Российский историк Кондрашин пытается делать это на примере российского голода, сравнивая его с другими странами. И его же фамилия как автора стоит под инструкцией для составления сборника документов о голоде, в которой предлагается подбирать документы так, чтобы доказать «общесоюзную» природу голода и затушевать «украинский фактор»…

Если же набрать в Google «голод», то легко можно обнаружить, что украинский голод, при всем его ужасе и всех его масштабах, теряет ту уникальность, которую ему придают работающие в рамках доминирующего дискурса. Потому что можно взять, например, голод в конце 50-х годов в Китае и рассмотреть его рядом с украинским, и его масштабы поразят наше воображение. Потому что речь о геноциде там не идет совсем, а масштабы — заметно большие. И технология та же самая.

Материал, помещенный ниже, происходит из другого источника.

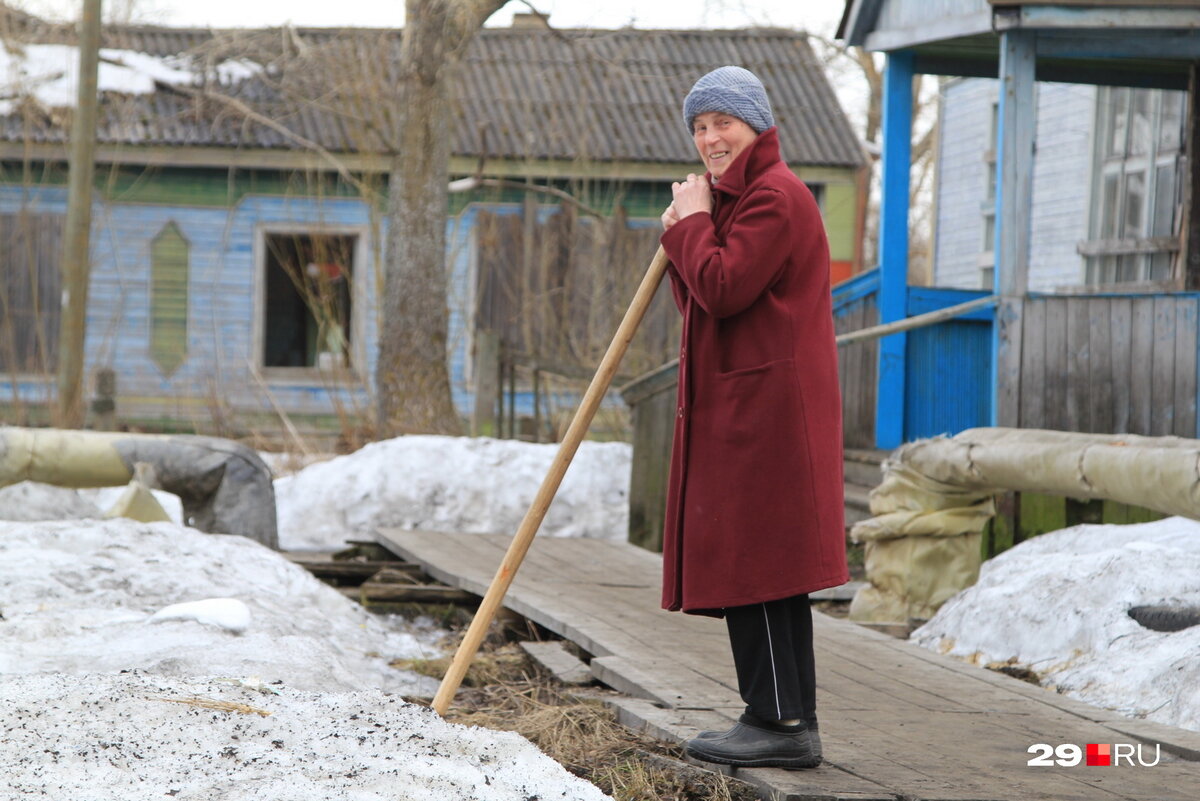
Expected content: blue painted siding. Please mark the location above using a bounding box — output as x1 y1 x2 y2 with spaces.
904 287 992 442
0 186 398 417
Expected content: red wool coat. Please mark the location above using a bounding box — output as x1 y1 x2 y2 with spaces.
662 128 848 615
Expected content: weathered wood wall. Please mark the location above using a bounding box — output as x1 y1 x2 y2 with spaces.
1020 294 1200 438
475 207 680 375
0 211 64 375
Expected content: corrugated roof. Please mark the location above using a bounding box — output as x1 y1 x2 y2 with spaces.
0 13 863 167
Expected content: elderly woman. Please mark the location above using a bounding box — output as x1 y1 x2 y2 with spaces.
662 67 848 767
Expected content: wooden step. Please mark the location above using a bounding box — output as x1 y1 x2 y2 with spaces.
842 448 888 487
845 482 871 526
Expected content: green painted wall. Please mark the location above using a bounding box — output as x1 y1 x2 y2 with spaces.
821 182 858 261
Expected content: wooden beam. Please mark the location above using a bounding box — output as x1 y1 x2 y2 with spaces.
991 31 1037 427
995 4 1200 32
875 53 913 448
0 141 858 183
1181 62 1200 291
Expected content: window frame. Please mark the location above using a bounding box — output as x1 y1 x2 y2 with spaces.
250 222 371 386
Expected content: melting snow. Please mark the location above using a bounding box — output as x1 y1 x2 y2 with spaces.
912 517 1200 730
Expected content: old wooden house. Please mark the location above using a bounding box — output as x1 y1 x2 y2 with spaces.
0 12 865 430
839 0 1200 448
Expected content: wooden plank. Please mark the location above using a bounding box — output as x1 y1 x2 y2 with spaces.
1129 297 1154 436
1148 295 1175 436
521 640 592 685
1064 297 1091 432
380 531 1200 801
1109 297 1133 434
1087 297 1114 434
1045 297 1067 430
1020 299 1046 428
1171 297 1198 439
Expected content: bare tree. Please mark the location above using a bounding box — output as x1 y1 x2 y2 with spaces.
376 0 505 435
811 35 937 283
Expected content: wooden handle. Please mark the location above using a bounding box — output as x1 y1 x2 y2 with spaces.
433 247 667 715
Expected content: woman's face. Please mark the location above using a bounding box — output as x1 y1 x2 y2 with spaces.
691 112 758 179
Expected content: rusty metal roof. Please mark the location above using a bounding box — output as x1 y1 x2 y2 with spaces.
0 20 864 167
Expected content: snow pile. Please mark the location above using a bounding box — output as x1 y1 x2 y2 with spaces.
275 435 632 550
0 481 184 525
0 673 607 801
0 42 262 114
0 515 606 801
0 519 437 694
912 518 1200 730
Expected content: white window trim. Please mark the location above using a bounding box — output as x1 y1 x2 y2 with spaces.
250 223 371 386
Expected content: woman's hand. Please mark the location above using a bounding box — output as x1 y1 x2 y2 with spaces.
671 174 713 219
661 203 679 231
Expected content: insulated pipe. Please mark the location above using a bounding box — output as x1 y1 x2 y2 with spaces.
433 247 667 715
0 427 278 549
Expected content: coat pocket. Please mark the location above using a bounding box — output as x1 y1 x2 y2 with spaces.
714 359 800 451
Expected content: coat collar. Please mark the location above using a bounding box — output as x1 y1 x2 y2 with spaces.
708 126 780 197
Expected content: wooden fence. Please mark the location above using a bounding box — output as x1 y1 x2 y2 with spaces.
833 281 880 448
1020 293 1200 438
475 207 680 375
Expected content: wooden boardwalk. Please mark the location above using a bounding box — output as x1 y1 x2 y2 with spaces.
378 530 1200 801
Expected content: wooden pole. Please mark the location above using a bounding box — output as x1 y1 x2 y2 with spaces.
56 0 101 428
433 247 667 715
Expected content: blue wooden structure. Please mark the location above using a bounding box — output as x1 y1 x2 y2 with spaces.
0 15 866 433
839 0 1200 448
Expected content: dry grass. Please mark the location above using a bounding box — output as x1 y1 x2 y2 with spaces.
396 639 758 801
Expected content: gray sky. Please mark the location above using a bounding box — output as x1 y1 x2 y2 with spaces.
19 0 844 35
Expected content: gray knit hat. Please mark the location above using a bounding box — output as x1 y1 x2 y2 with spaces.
683 67 775 133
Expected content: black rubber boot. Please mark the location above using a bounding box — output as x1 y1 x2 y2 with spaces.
684 715 821 769
696 718 824 761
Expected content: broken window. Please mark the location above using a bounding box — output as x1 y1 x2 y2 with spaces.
263 234 358 369
0 212 62 375
1079 86 1187 285
150 222 191 375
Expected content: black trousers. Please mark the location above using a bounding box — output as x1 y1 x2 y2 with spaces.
725 595 817 723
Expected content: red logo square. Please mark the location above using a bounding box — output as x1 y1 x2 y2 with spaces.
1087 742 1112 767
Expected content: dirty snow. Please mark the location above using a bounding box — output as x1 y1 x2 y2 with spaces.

Миллер: В связи с этой «избирательностью» при подборе архивных документов для публикации — это один из самых деструктивных элементов «исторической политики» подобного рода. Потому что наверняка в рамках такой политики и в публикациях воспоминаний о голоде, которыми занимаются в Украине, будет избирательность, и, таким образом, огромные усилия и средства будут затрачены не на издание действительно научного качества, а на «борьбу национальных историографий». А потом другим людям придется смотреть, что в этих проектах сознательно опущено. Это если повезет и по ходу борьбы «за и против геноцида» реальные материалы сами не «подредактируют».

Я хочу еще отметить в заключение очень важный момент. С моей точки зрения. Когда мы говорим о сложности этого явления (голода 1932—1933 гг.) и о том, что оно не уникально, о роли каких-то локальных факторов, одно можно сказать очень четко и ясно — что режим совершенно не оправдывается этими рассуждениями. Потому что если у тебя гибнет несколько миллионов человек не потому, что ты хотел, чтобы они сдохли от голода, а потому что у тебя был «не совсем удачный менеджмент», то ты все равно сволочь. А если этот «менеджмент» еще и опирается на то, что человеческая жизнь для тебя не очень много значит в рамках твоей идеологии, то ты тем более сволочь. Мы снова обращаемся к тому, что конфликт в самом селе придает дополнительную динамику всему этому. Но у Сталина есть гигантский репрессивный аппарат, который позволяет давать сдерживающие импульсы, если бы он заботился о людях и считал, что эта офигевшая от привалившей в руки власти сельская голытьба сейчас доведет дело до катастрофы. Есть возможность существенно минимизировать катастрофу, но ведь никто же этого не делал!

В этом смысле мне кажется, что российская историография тут попадает в ловушку, потому что в России ведь что происходит: мы должны дать достойный ответ «клеветникам» по поводу Голодомора, поэтому мы должны защищать Сталина и говорить, что «он не хотел»… Да наплевать ему было, по большому счету. Ведь когда он потом посылает помощь зерновую, и существенную, в Украину — это ведь не потому, что ему было жалко людей, а потому что приближалась весна — нужно ведь, чтобы кто-то пахал. В этом смысле вся история с голодом 1932—1933 гг. — часть заметно более широкой проблемы в российской историографии: мы до сих пор не можем сказать, что это был чудовищный, преступный, античеловеческий режим. Он был по-другому античеловеческий режим, чем нацистский, он не уничтожал людей по расовому признаку, но все равно чудовищный, и чем скорее мы вынесем этот однозначный вердикт, тем скорее нам станет проще не только в отношениях с Украиной или с кем-то еще, но и в отношениях с самими собой. И отсюда, может быть, мостик к следующей проблеме, которую мы будем обсуждать,— ко Второй мировой войне.

Касьянов: Человеческая жизнь в рамках той системы понятий, связанных не только с режимом, но и с обществом, значила очень мало. И это не только для Сталина или революционеров, но и все общество в целом в тот момент, по крайней мере, если говорить о доминирующих тенденциях, очень мало ценило личность как таковую. Идея коллективизма доминировала, и идея о том, что чьей-то жизнью можно пожертвовать ради благосостояния общества или перспективного его развития в будущем, была очень популярна в самых разных слоях и даже больше в низах общества. Это парадоксальная общность коммунизма и национализма: первый говорит об освобождении человека, второй — об освобождении нации, и при этом оба готовы закрепощать и уничтожать человека в угоду неким интересам коллектива. Еще надо помнить о том, что со времени революции и Первой мировой войны прошло не так много лет, если считать концом войны 1918 г., а концом Гражданской — 1920, всего-то прошло 12 лет. Массовая общественная привычка к насилию и убийству, к дозволенности насилия и убийства, порожденная мировой и Гражданской войнами, никуда не делась.